The Plugin Standard

Portability

A supported plugin must be useful to sites other than the site that developed it. It also must run at other sites without modification.

Plugin Naming

  • Plugin names begin with one of four verbs:

    • insert if the plugin inserts only

    • delete if the plugin deletes only

    • update if the plugin updates only

    • load if the plugin does any two or more of insert, delete or update

  • Plugin names are concise

    • for example, a plugin named InsertNewSequences is not concise because Insert and New are redundant

  • Plugin names are precise

    • for example, a plugin named InsertData is way too general. The name should reflect the type of data inserted

    • if a Plugin expects exactly one file type, that file type should be in the name. For example, InsertFastaSequences.

  • Plugin names are accurate

    • for example, a plugin named InsertExternalSequences is inaccurate if it can also insert internally generated sequences. A better name would be InsertSequences.

GUS Primary Keys

Plugins never directly use (hard-code) GUS primary keys, either in the body of the code or for command line argument values. Instead they use semantically meaningful alternate keys. The reason that plugins cannot use primary keys in their code is that doing so makes the plugin site specific, not portable. The reason they cannot use primary keys as values in their command line arguments is that plugins are often incorporated as steps in a pipeline (using the GUS Pipeline API described elsewhere). The pipelines should be semantically transparent so that people both on site and externally who look at the pipeline will understand it.

Application Specific Tables

Some sites augment GUS with their own application specific tables. These are not permitted in supported plugins.

Command Line Arguments

  • The name of the argument should be concise and precise

  • The Plugin API provides a means for you to declare arguments of different types, such integers, strings and files (the section called “Declaring the plugin's command line arguments”). Use the most appropriate type. For example, don't use a string for a file argument.

  • Use camel caps (eg matrixFile) not underscores (eg matrix_file) in the names of the arguments.

Documentation

The Plugin API provides a means for you to document the plugin and its arguments. Be thorough in your documentation. the section called “Declaring the Plugin's Documentation”

Use of GUS Objects

The GUS object layer assists in writing clean plugin code. The guidelines for their use are:

  • When writing data to the database, use GUS objects when possible. Avoid using SQL directly.

  • When forming a relationship between two objects, use the setParent() or setChildren() method. Do not explicitly set the foreign keys of the objects.

Database Access

The GUS objects are good at writing data to the database. That is because they allow you to build up a tree structure of objects and then to simply submit the root. However they are not as useful at reading the database. You can only read one object at a time (more on this in the Guide to GUS Objects). For this reason, you will need to use SQL to efficiently read data from the database as needed by your plugin.

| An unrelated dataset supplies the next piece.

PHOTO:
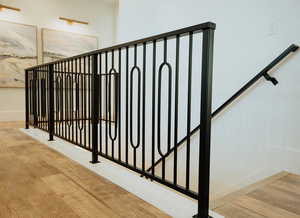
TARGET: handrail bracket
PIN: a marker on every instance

This is how a typical database access looks:

Example 1.4. Typical Database Access

my $sql = 
  "SELECT $self->{primaryKeyColumn}, $self->{termColumn} 
   FROM $self->{table}";

my $queryHandle = $self->getQueryHandle();
my $statementHandle = $queryHandle->prepareAndExecute($sql);

my %vocabFromDb;

while (my ($primaryKey, $term) = $sth->fetchrow_array()) {
    $vocabFromDb{$term} = $primaryKey;
}

The SQL is formatted on multiple lines for clarity (Perl allows this), and the SQL keywords are upper case. The Plugin API provides a method to easily get a query handle, returning a GUS::ObjRelP::DbiDbHandle. That object provides an easy-to-use method that prepares and executes the SQL.

Logging

The Plugin API offers a set of logging methods. They print to standard error. Use these and no other means of writing out logging messages.

Standard Output

Do not write to standard output. If your plugin generates data (such as a list of IDs already loaded, for restart) write it to a file.

Commenting

Less is more with commenting. Comment only the non-obvious. For example, do not comment a method called getSize() with a comment # gets the size. Most methods should need no commenting, as they should be self-explanatory. In many cases, if you find that you need to comment because something non-obvious needs explaining, that is a red flag indicating that your code might need simplification.

Handling Errors

There is only one permissible way to handle errors: call die(). Never log errors or write them to standard error or standard out. Doing that masks the error (the logs are not read reliably) so that what is really happening is the plugin is failing silently. Causing the plugin to die forces the user of the plugin or its developer to fix the problem.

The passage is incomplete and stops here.